Kresse’s offered the kind of retail education that I could never have discovered in a classroom setting. I was able to work in close quarters with talented people from Fazio’s, Kroger, Pick-n-Pay, and many other Cleveland-area supermarket chains. This on-the-salesfloor interaction would provide the foundation for my own retail career, in years to come.

For this, I owe Mr. Tainer a lasting debt of gratitude. One which I can never repay.

Customers at Kresse’s often spoke about raising their children, while shopping at the store. Indeed, generations of families passed through our automatic doors. Trust and kinship were important. They kept coming back not just to find value, but to catch up with friends, and get advice for their dinner table.

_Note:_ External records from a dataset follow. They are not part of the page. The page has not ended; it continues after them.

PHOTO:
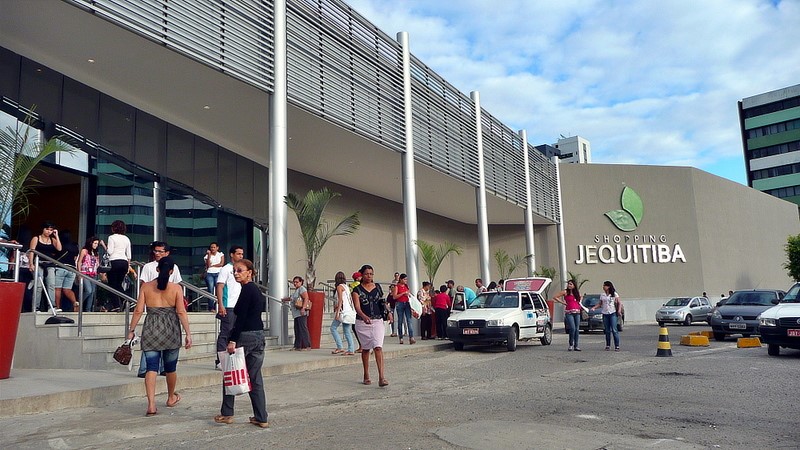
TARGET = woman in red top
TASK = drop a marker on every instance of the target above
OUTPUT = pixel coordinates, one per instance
(441, 304)
(401, 294)
(571, 299)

Christmas of 1991 found us celebrating the holiday rush with typical enthusiasm. The store was nearly bursting with seasonal goodies. Every register was open, and a bagger stood ready to serve, at the end of each lane. Clerks were busy, everywhere. The shelves were full. Decorations dangled and spun. Genuine holiday cheer was in abundance. We worked frantically, like a re-assigned bunch of Santa’s elves.
The parcel-pickup drive, in front of our store, witnessed an endless stream of automobiles. Orders were loaded carefully, and glad tidings were repeated.

Christmas Eve brought all of this to a fever pitch. It was as if the entire place had become a community center. Last-minute purchases made our registers ring. We ran to find empty carts for waiting customers. And called out greetings across aisles of people.

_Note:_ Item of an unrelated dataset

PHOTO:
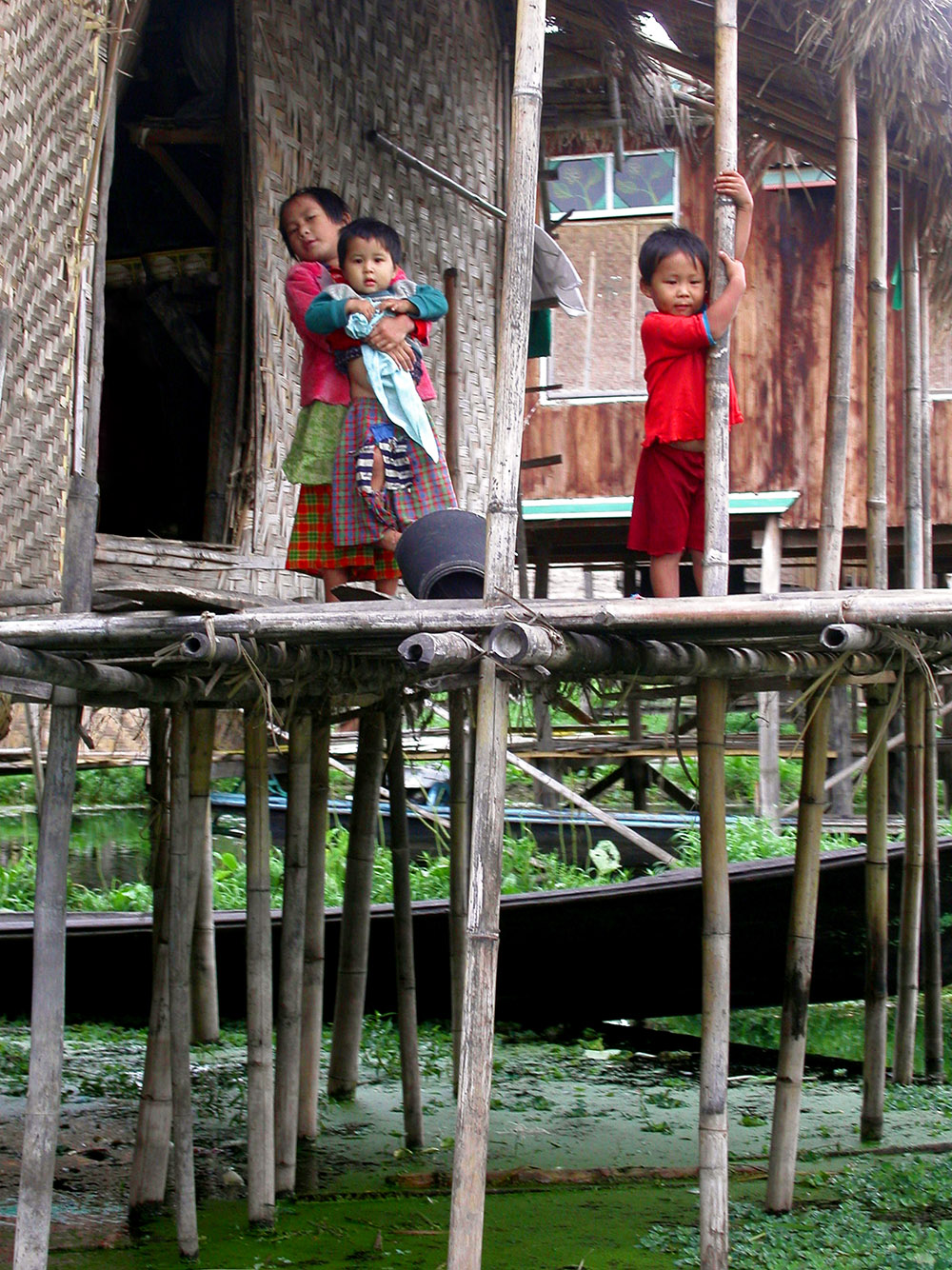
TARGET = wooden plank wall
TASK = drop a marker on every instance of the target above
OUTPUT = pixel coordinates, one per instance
(781, 361)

Everyone felt blessed to be part of the team. It was our mission to serve, while celebrating with neighbors and friends.

We glad to be there. It was more than a job. In a real sense, it felt like home.
No one could have imagined that in only a few months, the store would close.

Postscript: Kresse’s Bi-Rite went out of business in March of 1992. The building at 425 Water Street in Chardon is currently occupied by a MARC’S location.